Coop Legler in crisi
Una storia da salvare

Che le cooperative di consumo avessero difficoltà a mantenere inalterato il ruolo ricoperto nel sistema distributivo e alimentare era noto da tempo; sin da quando gli stravolgimenti della struttura produttiva distributiva degli ultimi due decenni hanno radicalmente modificato il mercato degli approvvigionamenti e della distribuzione, nonché la tipologia dei prodotti consumati in primis nel sistema moda ed alimentare. È indubbio come, per decenni, la cooperazione di consumo, ed in particolare la Legler abbiano rappresentato un porto sicuro, un riferimento indiscutibile per le migliaia di famiglie socie dal punto di vista economico, finanziario e di promozione ed emancipazione sociale.

Questo non è un caso ma una caratteristica strutturale della forma cooperativa. La cooperazione è, infatti, tuttora l’unico sistema di organizzazione dell’economia che unisce esigenze d’impresa e tensione ideale dei lavoratori e dei fruitori. Se consideriamo i primi, per esempio, non esiste un altro sistema, almeno in Italia, ove questi abbiano tali potenzialità e prerogative. Anche se i nostri padri costituenti avevano previsto tali prerogative, ciò non si è tradotto in realtà. Diversi parlamentari ci hanno provato, tra cui il nostro concittadino Savino Pezzotta, senza mai riuscire a sfondare il muro ideologico costruito a sbarramento di tale opportunità. La recente legge sull’impresa sociale testé approvata riprende questo impegno e dovremo essere all’altezza dell’opportunità offerta.

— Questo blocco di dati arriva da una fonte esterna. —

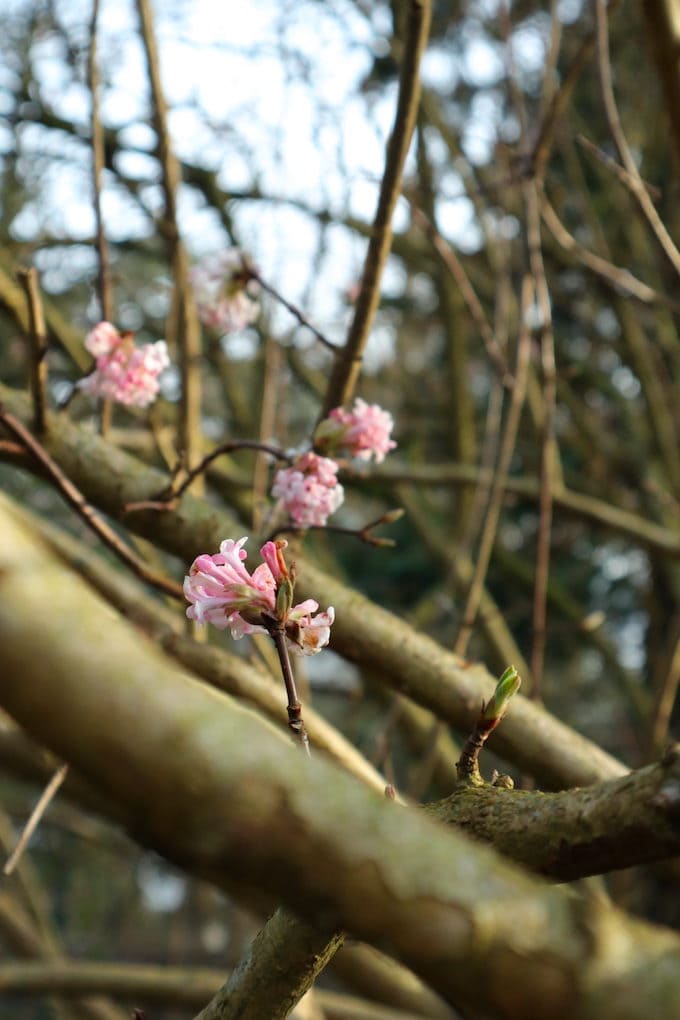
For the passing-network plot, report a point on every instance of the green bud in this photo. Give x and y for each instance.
(391, 515)
(506, 689)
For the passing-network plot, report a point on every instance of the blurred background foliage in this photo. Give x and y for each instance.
(279, 113)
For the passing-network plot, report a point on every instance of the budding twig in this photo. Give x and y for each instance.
(167, 500)
(290, 307)
(43, 804)
(491, 713)
(294, 707)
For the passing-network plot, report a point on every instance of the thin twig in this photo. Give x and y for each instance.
(615, 275)
(38, 338)
(98, 163)
(168, 500)
(547, 451)
(294, 707)
(666, 698)
(363, 533)
(295, 311)
(188, 328)
(633, 182)
(349, 358)
(75, 499)
(43, 804)
(268, 417)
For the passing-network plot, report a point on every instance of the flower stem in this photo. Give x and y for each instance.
(294, 707)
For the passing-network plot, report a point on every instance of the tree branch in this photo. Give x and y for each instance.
(348, 360)
(464, 919)
(410, 662)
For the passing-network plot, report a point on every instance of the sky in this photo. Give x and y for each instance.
(269, 92)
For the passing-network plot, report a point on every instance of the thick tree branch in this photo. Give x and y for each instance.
(412, 663)
(577, 832)
(221, 794)
(166, 986)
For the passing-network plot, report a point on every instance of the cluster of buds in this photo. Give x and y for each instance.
(363, 432)
(309, 490)
(222, 592)
(224, 289)
(123, 372)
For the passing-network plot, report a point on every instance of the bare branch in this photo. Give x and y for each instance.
(348, 362)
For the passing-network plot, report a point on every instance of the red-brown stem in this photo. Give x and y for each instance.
(295, 311)
(468, 764)
(294, 707)
(76, 500)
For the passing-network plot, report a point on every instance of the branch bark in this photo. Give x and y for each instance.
(412, 663)
(221, 794)
(577, 832)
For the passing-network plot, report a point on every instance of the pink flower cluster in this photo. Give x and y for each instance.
(123, 372)
(221, 592)
(363, 432)
(223, 290)
(309, 490)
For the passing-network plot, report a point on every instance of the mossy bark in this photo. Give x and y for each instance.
(533, 740)
(222, 794)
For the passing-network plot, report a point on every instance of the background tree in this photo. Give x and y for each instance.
(508, 291)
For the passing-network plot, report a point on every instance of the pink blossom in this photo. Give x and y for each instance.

Il modello oggi imperante, al contrario, produce grandi patrimoni nelle mani di pochi; esattamente l’opposto del modello cooperativo. Ed è a questo modello che si deve in gran parte la crisi profonda di una storia come quella della Legler. Oggi resistono sul nostro territorio poche cooperative di consumo: la Cfl di Treviglio, la cooperativa di Ardesio unitamente ad alcune altre minori; hanno potuto resistere grazie alla straordinaria passione di alcuni loro grandi dirigenti. La Legler, sia per dimensione che per radicamento aveva sin qui dato la speranza che, per quanto il vento del mercato di consumo profit spirasse violento, sarebbe stata in grado di resistere.

L’apertura della procedura concorsuale lascia certamente sconcertati i soci, i clienti ma direi l’intero mondo del lavoro e della cooperazione bergamasca. Ma da questo stupore e forse anche rabbia per il rischio insito di perdere questo riferimento, i risparmi i posti di lavoro, si deve saper reagire. In primo luogo lo dovranno fare i dirigenti e, con loro, i soci della cooperativa; credo che l’intero sistema Bergamo (istituzioni, imprese fornitrici, la cooperazione tutta) debba mettersi a disposizione per dare forza al tentativo di salvataggio e di rilancio che andrà messo in cantiere. Certo chi più ha responsabilità delle scelte dovrà essere in grado di far fronte alla storia della cooperativa e agli impegni assunti predisponendo non solo il piano di salvataggio ma anche il futuro rilancio. Senza rilancio infatti verrebbero a disperdersi energie, posti di lavoro, risparmi delle famiglie socie.